When the csv file was imported, there are some blank rows introduced at the end of the table. Also, there seems to be two duplicated Case.Number columns at the end. I remove these first.

s.data <- s.data %>% 
  filter(!(Case.Number %in% c("", NA, 0, "xx"))) %>% 
  select(-Case.Number.1) %>% 
  select(-Case.Number.2)

The data is now in its tidy form.

4.2 Analyzing Data

First I’m interested to see if the number of reported attacks has increased/decreased over the years. I will have to filter the Year column using as.numeric, and drop any 0 or NA rows.

s1.data <- s.data
s1.data$Year <- as.numeric(s1.data$Year)
s1.data <- filter(s1.data, !(Year %in% c(0, NA)))
a <- s1.data %>% 
  group_by(Year) %>% 
  summarise(Attacks = n())
plot(a, type = "l")

Looks like most attacks are reported in the last 100 years. Let’s look at attacks from 1900 to 2016.

b <- s1.data %>% 
  filter(Year >= 1900 & Year < 2017) %>% 
  group_by(Year) %>% 
  summarise(Attacks = n())
plot(b, type = "l")

There is a spike in 1960. It has been increasing since. I think that the increasing trend is probably due to advancement of information technologies since 1980s - it is getting easier for people around the world to communicate and share shack attack reports.

Next I want to see the percentage of fatalities reported.

s2.data <- filter(s.data, Fatal..Y.N. %in% c("Y", "N"))
(a <- table(s2.data$Fatal..Y.N.))
## 
##    N    Y 
## 4391 1566
a/sum(a)
## 
##        N        Y 
## 0.737116 0.262884

So the percentage of fatality is about 26.2884002%.

Let’s look at the type of attacks.

table(s.data$Type)
## 
##                      Boat      Boating      Invalid     Provoked 
##            4          202          110          529          563 
## Sea Disaster   Unprovoked 
##          220         4466

Majority of the attacks are unprovoked. The GSAF website defines a provoked incident as one in which the shark was speared, hooked, captured or in which a human drew “first blood”.

Lastly, I want to see if the Species variable can tell me something about shack attacks.

However, this variable is very messy, containing all kinds of strings:

(len <- length(unique(s.data$Species)))
## [1] 1555

This column contains 1555 number of different descriptions. Because shack attacks usually happen very fast, victims typically were just able to remember the length, sizes (weights), colors, and/or other apparent features of the shack. This Species column is basically a description of the shacks.

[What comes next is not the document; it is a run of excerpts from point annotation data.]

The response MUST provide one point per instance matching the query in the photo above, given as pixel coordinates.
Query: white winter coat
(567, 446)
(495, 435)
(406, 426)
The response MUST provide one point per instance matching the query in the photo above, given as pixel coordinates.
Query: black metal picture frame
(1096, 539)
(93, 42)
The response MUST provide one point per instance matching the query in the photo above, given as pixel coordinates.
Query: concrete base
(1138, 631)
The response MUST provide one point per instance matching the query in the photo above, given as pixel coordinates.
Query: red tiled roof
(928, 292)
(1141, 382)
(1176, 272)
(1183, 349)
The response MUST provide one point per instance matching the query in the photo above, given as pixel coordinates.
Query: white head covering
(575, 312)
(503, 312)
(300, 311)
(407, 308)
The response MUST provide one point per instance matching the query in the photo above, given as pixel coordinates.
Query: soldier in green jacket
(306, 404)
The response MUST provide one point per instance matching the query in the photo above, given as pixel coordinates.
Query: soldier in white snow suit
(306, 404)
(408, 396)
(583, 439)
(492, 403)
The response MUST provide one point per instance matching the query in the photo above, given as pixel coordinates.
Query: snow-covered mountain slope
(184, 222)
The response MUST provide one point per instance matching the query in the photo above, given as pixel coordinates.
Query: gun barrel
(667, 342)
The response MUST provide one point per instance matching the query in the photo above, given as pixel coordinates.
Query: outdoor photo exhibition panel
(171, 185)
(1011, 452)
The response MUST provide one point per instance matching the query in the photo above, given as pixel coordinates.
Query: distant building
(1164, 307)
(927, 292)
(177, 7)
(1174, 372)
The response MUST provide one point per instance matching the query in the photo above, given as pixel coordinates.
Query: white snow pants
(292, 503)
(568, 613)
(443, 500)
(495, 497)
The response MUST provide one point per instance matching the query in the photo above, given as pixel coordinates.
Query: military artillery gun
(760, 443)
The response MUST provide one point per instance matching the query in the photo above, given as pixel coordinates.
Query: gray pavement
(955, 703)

My goal is to use stringr to extract the length of the attacking shacks. Even just this task is difficult:

  1. The lengths were recorded in different units. They can be in metric or British unit.
  2. The lengths were sometimes integer and other times decimal numbers.
  3. Sometimes the length were recorded in a range, for example “2m to 3 m shack”.

I use this pattern to extract the length: pattern = “[0-9.]+ ?[cm’]+”. This pattern will perform the following search:

  1. Look for numbers first “[0-9.]+”"
  2. Look for an optional white space " ?"
  3. Look for string units “[cm’]+”

Note that this search pattern will not extract every length information from all rows that contains the information. Since the data is so messy, loss is inevitable. My hope is that this will retain enough data for analysis. Also keep in mind that not all rows has length information.

species <- s.data$Species
slen <- unlist(str_extract(species, pattern = "[0-9.]+ ?[cm']+"))
slen <- slen[!is.na(slen)]
length(slen)
## [1] 1951

So I have extracted 1951 non-NA rows. Recall that the original data has 6094 rows. I have retained 32.0150968% of the dataset.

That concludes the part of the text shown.